Rep. Dana Rohrabacher (R-CA) feels like he deserves more gratitude from Vladimir Putin for defending Russia’s annexation of the Ukrainian Crimea.
“I kind of wish I would get some sort of word back,” he told the New York Times on Thursday. “But I haven’t even gotten so much as a thank you.”
The Cold War veteran, who once had a drunken arm-wrestling match with Putin when he was deputy mayor of St.
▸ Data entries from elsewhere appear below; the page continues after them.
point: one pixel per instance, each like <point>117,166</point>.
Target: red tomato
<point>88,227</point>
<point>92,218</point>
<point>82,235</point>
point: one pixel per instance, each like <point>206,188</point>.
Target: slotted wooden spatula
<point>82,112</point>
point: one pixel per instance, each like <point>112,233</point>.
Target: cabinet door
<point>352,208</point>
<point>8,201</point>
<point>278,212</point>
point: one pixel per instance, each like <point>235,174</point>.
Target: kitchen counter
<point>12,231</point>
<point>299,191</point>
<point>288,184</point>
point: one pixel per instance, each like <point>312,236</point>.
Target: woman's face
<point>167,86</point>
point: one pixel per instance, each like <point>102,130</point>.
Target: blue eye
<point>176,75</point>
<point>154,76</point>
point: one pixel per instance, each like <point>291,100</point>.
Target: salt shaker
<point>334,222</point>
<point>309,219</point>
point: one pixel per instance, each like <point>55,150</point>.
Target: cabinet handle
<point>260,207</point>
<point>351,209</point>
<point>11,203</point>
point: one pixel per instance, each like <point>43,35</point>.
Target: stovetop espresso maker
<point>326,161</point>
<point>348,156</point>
Petersburg in the 1990s, said Tuesday that Crimeans had every right to “self-determination” and that the U.S. should be happy about the bloodless transfer of power.
“Yet we have to go and condemn the Russians, of course, when no one lost their life in an attempt to make sure the people of Crimea had a right to control their own destiny and their own self-determination,” he said.
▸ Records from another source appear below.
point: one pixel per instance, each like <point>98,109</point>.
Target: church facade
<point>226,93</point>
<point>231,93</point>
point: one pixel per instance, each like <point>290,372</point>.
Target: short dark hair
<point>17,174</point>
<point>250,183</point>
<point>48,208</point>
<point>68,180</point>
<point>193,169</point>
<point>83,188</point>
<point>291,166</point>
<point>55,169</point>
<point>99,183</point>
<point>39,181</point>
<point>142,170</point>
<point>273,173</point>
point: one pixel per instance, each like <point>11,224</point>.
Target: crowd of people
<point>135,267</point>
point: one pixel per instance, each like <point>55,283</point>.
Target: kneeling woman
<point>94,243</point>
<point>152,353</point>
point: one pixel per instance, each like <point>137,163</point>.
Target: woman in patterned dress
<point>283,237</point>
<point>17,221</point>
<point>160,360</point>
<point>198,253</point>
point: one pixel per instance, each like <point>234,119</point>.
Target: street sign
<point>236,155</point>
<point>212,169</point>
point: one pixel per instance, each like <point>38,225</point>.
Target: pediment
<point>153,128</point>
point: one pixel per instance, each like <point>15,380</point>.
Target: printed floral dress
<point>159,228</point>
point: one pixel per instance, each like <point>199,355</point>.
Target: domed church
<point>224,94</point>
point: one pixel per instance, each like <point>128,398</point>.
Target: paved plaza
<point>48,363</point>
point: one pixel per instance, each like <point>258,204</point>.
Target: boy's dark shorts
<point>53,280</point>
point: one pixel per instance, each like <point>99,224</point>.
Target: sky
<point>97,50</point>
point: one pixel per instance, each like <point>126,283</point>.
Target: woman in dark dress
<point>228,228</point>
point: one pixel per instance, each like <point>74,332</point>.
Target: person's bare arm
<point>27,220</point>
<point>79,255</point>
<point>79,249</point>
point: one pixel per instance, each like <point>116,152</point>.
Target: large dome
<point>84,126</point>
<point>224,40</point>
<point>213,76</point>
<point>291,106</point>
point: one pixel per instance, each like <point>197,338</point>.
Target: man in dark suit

The White House does not officially recognize the referendum in Ukraine because it took place “under threats of violence and intimidation from a Russian military intervention that violates international law.”
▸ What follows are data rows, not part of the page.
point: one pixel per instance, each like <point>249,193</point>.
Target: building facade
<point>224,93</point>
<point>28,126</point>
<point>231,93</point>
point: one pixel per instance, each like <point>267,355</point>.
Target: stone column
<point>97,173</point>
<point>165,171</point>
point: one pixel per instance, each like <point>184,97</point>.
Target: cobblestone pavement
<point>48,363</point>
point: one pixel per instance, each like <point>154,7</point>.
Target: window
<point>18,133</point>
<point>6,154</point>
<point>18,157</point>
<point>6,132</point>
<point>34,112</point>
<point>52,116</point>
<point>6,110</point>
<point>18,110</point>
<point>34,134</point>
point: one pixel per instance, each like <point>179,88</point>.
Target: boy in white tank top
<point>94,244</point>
But Rohrabacher thinks Russia has changed for the better.
“There have been dramatic reforms in Russia that are not being recognized by my colleagues,” he told the Times. “The churches are full. There are opposition papers being distributed on every newsstand in Russia. You’ve got people demonstrating in the parks. You’ve got a much different Russia than it was under Communism, but you’ve got a lot of people who still can’t get over that Communism has fallen.”
The Republican congressman found some bipartisan backing in Rep. Alan Grayson (D-FL), who believes the United States should be “pleased” with the situation in Ukraine.